Desa Bali Pionir Bank Waktu Warga Tuker Jasa Pertukangan dengan Les Bahasa
- https://commons.wikimedia.org/wiki/File:Sunrise_at_Budakeling.jpg#/media/File:Sunrise_at_Budakeling.jpg
Inisiatif Bank Waktu pertama di Bali digagas oleh warga desa yang kreatif. Proyek ini melibatkan berbagai lapisan masyarakat: pekerja terampil, guru privat, petani, dan pemuda desa. Sistemnya sederhana: setiap warga mendaftarkan keterampilan yang dimiliki dan yang dibutuhkan. Misalnya, seorang tukang kayu menuliskan ketersediaannya untuk pelayanan bangunan (carpentry) selama satu jam.
Seorang guru bahasa Inggris menawarkan satu jam les privat. Ketika kedua pihak sepakat, jam waktu tersebut ditukar si tukang kayu menerima satu jam les bahasa, guru menerima satu jam kerja pertukangan.

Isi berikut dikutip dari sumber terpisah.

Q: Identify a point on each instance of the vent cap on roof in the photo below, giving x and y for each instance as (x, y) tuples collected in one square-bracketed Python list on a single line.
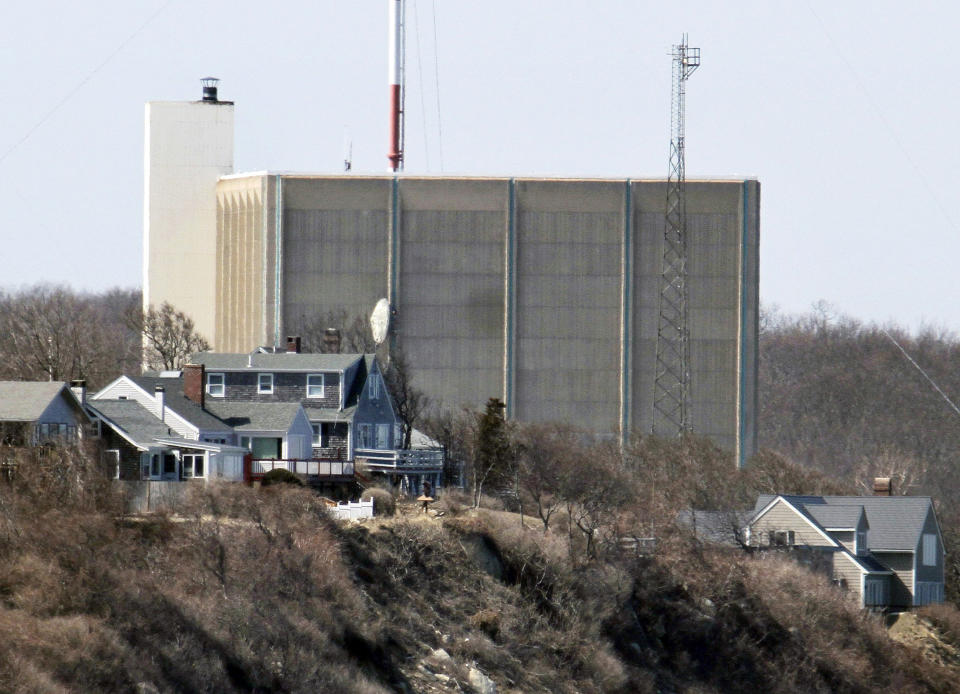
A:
[(210, 88)]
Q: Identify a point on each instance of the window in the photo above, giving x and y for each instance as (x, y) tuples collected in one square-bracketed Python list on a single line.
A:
[(315, 383), (383, 436), (781, 538), (264, 384), (365, 436), (191, 465), (929, 549), (111, 459), (215, 386)]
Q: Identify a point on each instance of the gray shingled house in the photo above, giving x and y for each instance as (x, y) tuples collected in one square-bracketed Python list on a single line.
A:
[(887, 550), (349, 408), (143, 447), (33, 413)]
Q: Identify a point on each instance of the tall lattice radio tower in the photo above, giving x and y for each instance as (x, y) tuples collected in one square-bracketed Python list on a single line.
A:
[(671, 396)]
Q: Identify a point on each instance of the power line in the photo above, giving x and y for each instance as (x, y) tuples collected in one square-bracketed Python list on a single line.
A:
[(436, 79), (924, 373), (423, 103), (883, 120), (82, 83)]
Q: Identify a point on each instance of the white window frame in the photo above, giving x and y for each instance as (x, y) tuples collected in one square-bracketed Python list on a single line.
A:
[(188, 463), (365, 432), (383, 437), (929, 549), (216, 390), (260, 389), (313, 386)]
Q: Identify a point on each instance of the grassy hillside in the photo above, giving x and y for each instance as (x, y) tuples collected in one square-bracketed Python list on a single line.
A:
[(257, 590)]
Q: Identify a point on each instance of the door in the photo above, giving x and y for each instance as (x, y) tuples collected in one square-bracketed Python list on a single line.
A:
[(170, 466)]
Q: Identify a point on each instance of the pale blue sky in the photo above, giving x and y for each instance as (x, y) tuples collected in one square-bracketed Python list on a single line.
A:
[(844, 111)]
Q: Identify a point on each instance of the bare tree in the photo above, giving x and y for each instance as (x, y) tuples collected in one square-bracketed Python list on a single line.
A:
[(53, 333), (169, 336), (410, 402), (547, 455)]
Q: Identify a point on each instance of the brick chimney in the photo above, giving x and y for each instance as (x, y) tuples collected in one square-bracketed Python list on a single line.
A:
[(194, 387), (331, 341), (160, 393), (79, 388)]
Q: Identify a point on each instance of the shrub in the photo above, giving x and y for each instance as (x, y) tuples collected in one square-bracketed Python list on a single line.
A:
[(383, 502), (281, 476)]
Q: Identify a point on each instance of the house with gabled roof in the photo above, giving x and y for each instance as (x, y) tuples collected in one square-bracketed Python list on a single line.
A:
[(888, 550), (37, 412), (345, 398), (143, 447)]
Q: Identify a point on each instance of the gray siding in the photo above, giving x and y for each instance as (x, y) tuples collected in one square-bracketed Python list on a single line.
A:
[(847, 571), (846, 538), (932, 574), (782, 517), (901, 583)]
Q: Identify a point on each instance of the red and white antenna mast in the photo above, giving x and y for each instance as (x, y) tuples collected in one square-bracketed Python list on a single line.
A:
[(395, 78)]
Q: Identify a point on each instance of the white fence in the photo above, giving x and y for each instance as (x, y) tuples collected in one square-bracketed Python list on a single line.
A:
[(351, 510)]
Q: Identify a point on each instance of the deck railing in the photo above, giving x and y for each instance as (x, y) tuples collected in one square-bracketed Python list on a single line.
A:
[(425, 459), (312, 469)]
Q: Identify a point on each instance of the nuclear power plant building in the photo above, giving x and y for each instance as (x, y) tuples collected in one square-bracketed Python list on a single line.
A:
[(541, 292)]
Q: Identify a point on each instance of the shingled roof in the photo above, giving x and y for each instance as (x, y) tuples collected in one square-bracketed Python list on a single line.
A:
[(896, 522), (256, 416), (26, 401), (131, 418), (175, 400)]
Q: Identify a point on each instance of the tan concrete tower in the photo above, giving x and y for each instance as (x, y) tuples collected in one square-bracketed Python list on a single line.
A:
[(188, 146)]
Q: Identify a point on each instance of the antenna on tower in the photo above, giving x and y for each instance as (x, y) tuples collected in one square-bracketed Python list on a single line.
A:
[(671, 388), (396, 79)]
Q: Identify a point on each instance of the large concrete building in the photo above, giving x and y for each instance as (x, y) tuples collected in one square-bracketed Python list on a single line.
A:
[(188, 146), (542, 292)]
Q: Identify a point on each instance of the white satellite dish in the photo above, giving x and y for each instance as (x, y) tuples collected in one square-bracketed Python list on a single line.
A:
[(380, 321)]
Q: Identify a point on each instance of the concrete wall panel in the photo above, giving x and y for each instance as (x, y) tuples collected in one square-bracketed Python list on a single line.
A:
[(537, 291)]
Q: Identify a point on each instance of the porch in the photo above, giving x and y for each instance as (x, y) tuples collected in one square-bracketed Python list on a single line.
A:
[(312, 470), (425, 460)]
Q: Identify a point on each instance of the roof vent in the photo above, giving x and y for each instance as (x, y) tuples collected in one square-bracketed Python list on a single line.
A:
[(210, 88)]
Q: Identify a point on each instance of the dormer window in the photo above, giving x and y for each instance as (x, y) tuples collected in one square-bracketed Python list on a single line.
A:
[(215, 387), (315, 385)]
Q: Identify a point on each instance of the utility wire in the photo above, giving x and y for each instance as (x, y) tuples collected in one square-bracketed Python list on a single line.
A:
[(883, 120), (82, 83), (930, 380), (436, 79), (423, 103)]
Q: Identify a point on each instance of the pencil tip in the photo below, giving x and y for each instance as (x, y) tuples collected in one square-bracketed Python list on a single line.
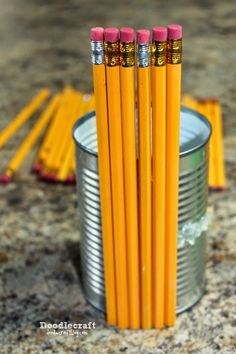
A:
[(37, 168), (4, 179), (47, 176), (71, 179)]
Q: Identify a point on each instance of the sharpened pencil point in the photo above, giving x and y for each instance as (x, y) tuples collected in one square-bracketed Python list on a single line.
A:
[(37, 168)]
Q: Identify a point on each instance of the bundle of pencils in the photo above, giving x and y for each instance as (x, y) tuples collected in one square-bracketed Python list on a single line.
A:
[(56, 157), (138, 170), (211, 109)]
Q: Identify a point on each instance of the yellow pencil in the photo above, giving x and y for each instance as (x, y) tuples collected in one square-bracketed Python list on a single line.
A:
[(174, 58), (50, 135), (23, 116), (117, 175), (127, 62), (60, 133), (144, 119), (217, 125), (99, 80), (31, 139), (209, 114), (158, 80)]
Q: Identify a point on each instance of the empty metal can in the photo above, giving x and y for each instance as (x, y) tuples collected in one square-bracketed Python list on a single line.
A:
[(195, 133)]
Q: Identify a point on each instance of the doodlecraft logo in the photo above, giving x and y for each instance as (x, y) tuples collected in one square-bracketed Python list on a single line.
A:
[(67, 329)]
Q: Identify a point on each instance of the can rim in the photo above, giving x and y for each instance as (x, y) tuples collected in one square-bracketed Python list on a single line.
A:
[(89, 115)]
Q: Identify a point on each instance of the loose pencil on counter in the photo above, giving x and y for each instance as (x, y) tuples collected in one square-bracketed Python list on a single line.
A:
[(127, 62), (104, 165), (207, 111), (144, 124), (112, 56), (31, 139), (23, 116), (158, 85), (217, 125), (174, 59)]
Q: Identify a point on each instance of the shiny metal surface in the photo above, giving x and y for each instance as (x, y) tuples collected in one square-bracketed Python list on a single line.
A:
[(193, 188)]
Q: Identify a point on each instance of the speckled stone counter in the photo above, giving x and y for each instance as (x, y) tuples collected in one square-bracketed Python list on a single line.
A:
[(46, 44)]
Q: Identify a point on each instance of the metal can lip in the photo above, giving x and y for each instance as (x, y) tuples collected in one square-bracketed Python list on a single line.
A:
[(183, 153), (205, 140)]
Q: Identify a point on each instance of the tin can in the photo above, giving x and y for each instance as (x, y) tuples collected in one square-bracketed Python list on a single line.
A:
[(195, 133)]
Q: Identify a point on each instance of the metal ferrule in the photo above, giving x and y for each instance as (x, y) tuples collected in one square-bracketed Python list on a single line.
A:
[(97, 55), (159, 53), (174, 51), (143, 55), (112, 53), (127, 54)]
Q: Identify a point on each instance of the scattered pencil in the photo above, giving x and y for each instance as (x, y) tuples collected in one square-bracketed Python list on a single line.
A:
[(55, 160), (23, 116)]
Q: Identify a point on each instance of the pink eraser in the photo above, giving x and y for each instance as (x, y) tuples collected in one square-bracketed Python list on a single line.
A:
[(174, 32), (143, 36), (4, 179), (127, 34), (159, 34), (111, 34), (97, 33)]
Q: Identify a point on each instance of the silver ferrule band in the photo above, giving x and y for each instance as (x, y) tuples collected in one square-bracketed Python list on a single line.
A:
[(97, 55), (143, 56)]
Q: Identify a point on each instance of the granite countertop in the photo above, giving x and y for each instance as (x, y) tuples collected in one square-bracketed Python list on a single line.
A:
[(46, 44)]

Contoh konkret: Kepala dusun terampil pertukangan bertukar waktu dengan pengajar bahasa. Dalam skala kelompok, tukang besi membantu memperbaiki pagar sekolah setempat selama 5 jam, lalu “menabung” 5 jam tersebut untuk dia gunakan memperoleh kursus komputer dari warga lain. Begitu pula, warga lain menukarkan waktu mereka; seorang pemuda menanam rumput di lapangan desa selama 2 jam agar mendapatkan 2 jam kursus menjahit dari ibu-ibu desa. Semua transaksi tercatat dalam sistem Bank Waktu desa sehingga transparan.
Mekanisme ini juga diaplikasikan pada proyek desa. Misalnya, pembangunan balai desa baru dilakukan secara padat karya warga (waktu tukang), dan imbalannya desa menyediakan program pemberdayaan (waktu pelatihan) sesuai Bank Waktu. Setiap kontribusi waktu secara sukarela dicatat dan dihargai.
Jadi, pengajar bahasa yang berdedikasi mengajar anak desa gratis juga bisa “menabung” lebih banyak waktu, lalu menggunakan simpanan waktu itu untuk jasa tukang bangunan atau kerumahtanggaan. Dengan kata lain, Bank Waktu di desa Bali memfasilitasi saling menolong tanpa uang, memanfaatkan potensi gotong royong dan keterampilan lokal.